Thomas Carlyle (1795 – 1881) was a Scottish philosopher, satirical writer, essayist, translator, historian, mathematician, and teacher. Considered one of the most important social commentators of his time, he presented many lectures during his lifetime with acclaim in the Victorian era. A respected historian, his 1837 book The French Revolution: A History was the inspiration for Charles Dickens’ 1859 novel A Tale of Two Cities, and remains popular today. Carlyle’s 1836 Sartor Resartus is a notable philosophical novel.
Quotes by Thomas Carlyle…
Virtue is, like health, the harmony of the whole man.
If a book comes from the heart, it will contrive to reach other hearts.
There is always hope in a man that actually and earnestly works. In idleness alone is there perpetual despair.
Our grand business is, not to see what lies dimly at a distance, but to do what lies clearly at hand.
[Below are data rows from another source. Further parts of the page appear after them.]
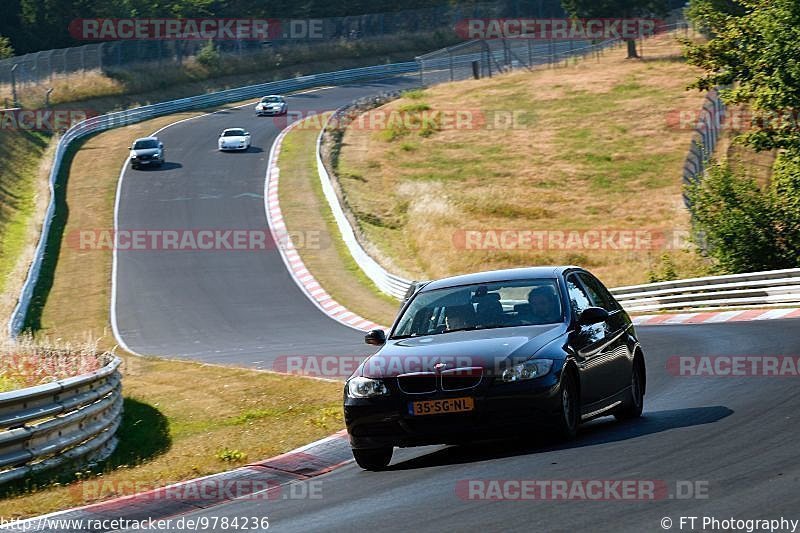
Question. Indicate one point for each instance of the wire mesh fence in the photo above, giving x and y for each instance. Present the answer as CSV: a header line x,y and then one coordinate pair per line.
x,y
704,141
485,57
41,67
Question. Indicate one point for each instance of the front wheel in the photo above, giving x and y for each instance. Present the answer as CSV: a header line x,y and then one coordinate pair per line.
x,y
569,415
632,408
373,458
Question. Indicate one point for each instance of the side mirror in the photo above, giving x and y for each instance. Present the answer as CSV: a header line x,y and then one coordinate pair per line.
x,y
592,315
376,337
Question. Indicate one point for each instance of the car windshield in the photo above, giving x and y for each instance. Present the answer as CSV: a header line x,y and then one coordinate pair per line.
x,y
144,145
482,306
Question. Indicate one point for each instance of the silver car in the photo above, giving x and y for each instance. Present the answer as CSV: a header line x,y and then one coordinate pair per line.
x,y
272,105
234,139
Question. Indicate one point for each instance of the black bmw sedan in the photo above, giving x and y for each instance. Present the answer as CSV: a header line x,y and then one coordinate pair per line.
x,y
491,354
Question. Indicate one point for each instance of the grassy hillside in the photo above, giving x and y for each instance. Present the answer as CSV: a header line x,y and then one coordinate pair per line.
x,y
22,185
592,147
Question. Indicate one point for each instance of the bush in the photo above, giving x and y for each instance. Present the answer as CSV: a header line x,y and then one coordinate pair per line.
x,y
747,228
209,56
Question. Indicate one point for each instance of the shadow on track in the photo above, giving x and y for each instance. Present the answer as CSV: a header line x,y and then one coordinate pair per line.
x,y
600,431
167,165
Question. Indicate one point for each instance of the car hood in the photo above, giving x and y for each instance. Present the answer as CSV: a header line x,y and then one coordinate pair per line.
x,y
490,349
146,151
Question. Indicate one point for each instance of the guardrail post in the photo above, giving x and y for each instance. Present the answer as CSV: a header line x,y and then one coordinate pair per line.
x,y
14,85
Indeed it is well said, “In every object there is inexhaustible meaning; the eye sees in it what the eye brings means of seeing.”
The work an unknown good man has done is like a vein of water flowing hidden underground, secretly making the ground green.
It is the spiritual always which determines the material.
Thought is parent of the deed.
Loud clamour is always more or less insane.
The great law of culture is: Let each become all that he was created capable of being; expand, if possible, to his full growth; resisting all impediments, casting off all foreign, especially all noxious adhesions, and show himself at length in his own shape and stature, be these what they may.